Llegó un día. Se presentó en su vida sin pedir permiso. En
verdad no tenía que pedir permiso, ya que fue invitado, pero nunca está de más
pedir permiso y limpiarse en el felpudo antes de entrar. La casa estaba llena
de habitaciones, algunas eran geniales, contenían las cosas más sorprendentes y
bellas, pero también las más oscuras y horribles, sitios donde nunca querrías
entrar o en los que, una vez dentro, apenas podías huir.

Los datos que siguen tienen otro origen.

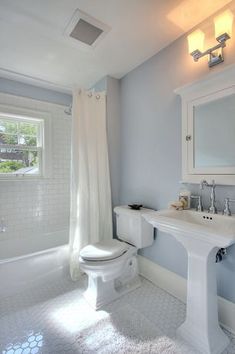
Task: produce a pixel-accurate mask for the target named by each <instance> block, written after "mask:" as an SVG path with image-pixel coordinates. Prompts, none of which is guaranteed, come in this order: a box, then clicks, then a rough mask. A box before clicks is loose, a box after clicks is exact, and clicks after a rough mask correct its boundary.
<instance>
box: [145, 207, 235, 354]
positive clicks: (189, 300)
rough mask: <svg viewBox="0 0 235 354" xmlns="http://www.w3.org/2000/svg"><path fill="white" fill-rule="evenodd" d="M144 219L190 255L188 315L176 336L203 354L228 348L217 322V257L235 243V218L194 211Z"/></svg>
mask: <svg viewBox="0 0 235 354" xmlns="http://www.w3.org/2000/svg"><path fill="white" fill-rule="evenodd" d="M143 217H144V218H145V219H146V220H147V221H148V222H149V223H151V224H152V225H153V226H154V227H156V228H157V229H159V230H160V231H163V232H166V233H168V234H171V235H172V236H174V237H175V238H176V239H177V240H178V241H179V242H180V243H181V244H182V245H183V246H184V247H185V249H186V250H187V253H188V282H187V312H186V320H185V322H184V323H183V324H182V325H181V326H180V327H179V328H178V330H177V334H178V335H180V336H181V337H183V339H185V340H186V341H187V342H189V343H190V344H191V345H193V346H195V347H196V348H197V349H198V350H199V351H201V352H202V353H203V354H221V353H222V352H223V351H224V349H225V348H226V347H227V345H228V344H229V339H228V337H227V336H226V335H225V333H224V332H223V331H222V329H221V328H220V326H219V321H218V304H217V284H216V265H215V258H216V253H217V252H218V250H219V249H220V248H226V247H228V246H230V245H232V244H233V243H235V218H234V217H232V216H224V215H219V214H215V215H214V214H208V213H203V212H197V211H193V210H182V211H177V210H171V209H169V210H160V211H155V212H152V213H148V214H143Z"/></svg>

Vista desde fuera la casa era curiosa. Sus ventanas parecían
ojos que te miraban al entrar, hasta quedarse bizcos. Tenía dos puertas, la
principal y una que llevaba a la cocina. Nunca llegó a entrar por la puerta
principal, esa solo era para ocasiones especiales, pero claro, su llegada nunca
era una ocasión especial.
Cuando estaba dentro la casa se llenaba de ruido, de sonido,
la casa estaba llena. Se oían carcajadas, conversaciones a gritos... El
silencio quedaba en segundo plano. Cuando salía la casa parecía silenciarse,
vaciarse de alguna extraña forma. Pasaba poco tiempo fuera de la casa, solo el
necesario, no quería que el silencio se acomodara. No podía permitirlo.
Pero poco a poco aún estando dentro el silencio se iba
adueñando del lugar, las habitaciones se vaciaban, los pasillos se oscurecían,
la cocina se enfriaba. Las risas sonaban huecas y las conversaciones estaban
roncas. Las ventanas no te miraban al entrar ni al salir. El silencio y el
vacío empezaba a ser contagioso. Y después del silencio venía el ruido, pero no
un ruido acogedor, sino esa clase de ruido que te hace temblar por dentro y
desear esconderte lo más rápido posible para que no te alcance.